В маленькой комнате, тесно заставленной ящиками с вином и какими-то сундуками, горела, вздрагивая, жестяная лампа. В полутьме и тесноте Лунёв не сразу увидал товарища. Яков лежал на полу, голова его была в тени, и лицо казалось чёрным, страшным. Илья взял лампу в руки и присел на корточки, освещая избитого. Синяки и ссадины покрывали лицо Якова безобразной тёмной маской, глаза его затекли в опухолях, он дышал тяжело, хрипел и, должно быть, ничего не видел, ибо спросил со стоном:
— Кто тут?
— Я, — тихо сказал Лунёв, вставая на ноги.
— Дай испить…
Илья оглянулся. В дверь ломились. Кто-то командовал:
— С заднего крыльца заходи…
Тонкий, воющий голос Петрухи прорывался сквозь шум:
— Я его не трогал…
Илья злорадно усмехнулся. И, подойдя к двери, он спокойно вступил в переговоры с осаждающими:
— Эй вы! Погодите орать… Если я ему в морду дал, от этого он не издохнет, а меня за это судить будут. Значит, вам нечего лезть не в своё дело… Не напирайте на дверь, я отопру сейчас…

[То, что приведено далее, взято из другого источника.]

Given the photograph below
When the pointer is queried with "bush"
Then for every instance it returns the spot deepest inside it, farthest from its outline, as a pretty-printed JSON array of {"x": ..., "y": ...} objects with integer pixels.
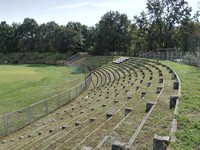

Он отпер дверь и встал в ней, как в раме, туго сжав кулаки на всякий случай. Публика отступила пред его крепкой фигурой и готовностью драться, ясно выражавшейся на его лице. Но Петруха стал расталкивать всех, завывая:
— Ага-а, ра-азбойник!..
— Уберите его прочь и глядите сюда — пожалуйте! — отступив от двери в сторону, приглашал Илья публику. — Полюбуйтесь, как он человека изуродовал…
Несколько гостей, косясь на Илью, вошли в комнату и наклонились над Яковом. Один с изумлением и со страхом проговорил:
— Ра-азутю-ужи-ил!..
— Принесите воды. Да полицию позвать надо… — говорил Илья.
Публика была на его стороне; он и видел и чувствовал эго, и резко, громко заговорил:
— Вы все знаете Петрушку Филимонова, знаете, что это первый мошенник в улице… А кто скажет худо про его сына? Ну, вот вам сын — избитый лежит, может, на всю жизнь изувеченный, — а отцу его за это ничего не будет. Я же один раз ударил Петрушку — и меня осудят… Хорошо это? По правде это будет? И так во всём — одному дана полная воля, а другой не посмей бровью шевелить…
Несколько человек сочувственно вздохнули, иные молча ушли, а Петруха, визгливо вскрикивая, начал всех выгонять.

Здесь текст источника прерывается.